Celiac disease was once thought to be a fairly rare disorder of children, but it is now recognized that celiac disease can develop in adulthood, that there can be a range of disease severity, and that the disorder may be fairly common (perhaps affecting as many as 1 in 100 people in certain parts of Europe and North America). There is a genetic component to celiac disease. All individuals who develop celiac disease express particular alleles of one type of MHC molecule. Other genetic and environmental factors probably play a role in the expression of the disease, since many more people carry these particular MHC alleles than have celiac disease, and many people don't develop celiac disease until late adulthood.
The figure shows a simplified illustration of our understanding of the pathogenesis of celiac disease. Peptides derived from gluten contain many proline and glutamine residues, making them resistant to digestion by pancreatic and brush border enzymes. These peptides gain access to the lamina propria (where MALT is located) either by transcytosis or by a paracellular route (moving between cells). Paracellular transport would involve a breakdown in the tight junctions between enterocytes to cause an increase in intestinal permeability. There is some evidence that this occurs more frequently in individuals with celiac disease.

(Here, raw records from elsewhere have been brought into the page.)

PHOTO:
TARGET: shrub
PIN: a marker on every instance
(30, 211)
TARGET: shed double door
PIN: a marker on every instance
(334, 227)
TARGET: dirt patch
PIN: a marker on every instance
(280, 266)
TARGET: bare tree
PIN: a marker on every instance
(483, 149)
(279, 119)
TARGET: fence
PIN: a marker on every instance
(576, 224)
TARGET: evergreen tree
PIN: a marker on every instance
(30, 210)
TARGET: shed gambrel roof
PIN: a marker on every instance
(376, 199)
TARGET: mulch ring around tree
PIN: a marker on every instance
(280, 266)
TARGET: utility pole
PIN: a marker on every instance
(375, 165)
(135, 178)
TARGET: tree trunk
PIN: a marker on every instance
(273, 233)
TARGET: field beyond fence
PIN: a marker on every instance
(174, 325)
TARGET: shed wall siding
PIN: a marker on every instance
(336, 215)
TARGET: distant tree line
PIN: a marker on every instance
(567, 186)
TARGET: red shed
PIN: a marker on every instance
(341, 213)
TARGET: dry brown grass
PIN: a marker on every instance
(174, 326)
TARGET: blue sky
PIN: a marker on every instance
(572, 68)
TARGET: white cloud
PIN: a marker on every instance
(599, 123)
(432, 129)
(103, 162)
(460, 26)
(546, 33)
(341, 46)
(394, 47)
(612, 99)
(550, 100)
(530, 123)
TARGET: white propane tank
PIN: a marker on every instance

Once in the lamina propria, an enzyme modifies these peptides,
making them even more antigenic. They are engulfed and displayed
on the surface of antigen presenting cells (APC's) by MHC
II molecules. They stimulate CD4+ helper T-cells,
which secrete cytokines that orchestrate the inflammatory
response that leads to tissue damage. One cytokine in
lymphocytes, promoting their recruitment, survival, and
The consequence of the tissue damage is a change in the mucosa in
the small intestine. This can be observed in a duodenal biopsy,
which is a key test in the diagnosis of celiac disease. Instead of
the normal architecture of tall villi and deep crypts, what is
observed in celiac disease is a flattened mucosa. (Look at
Figure 2 in this article to see an image of duodenal
biopsy specimens.) This can greatly decrease the surface
area of the small intestine, causing malabsorption of
nutrients, which can cause diarrhea and malnutrition.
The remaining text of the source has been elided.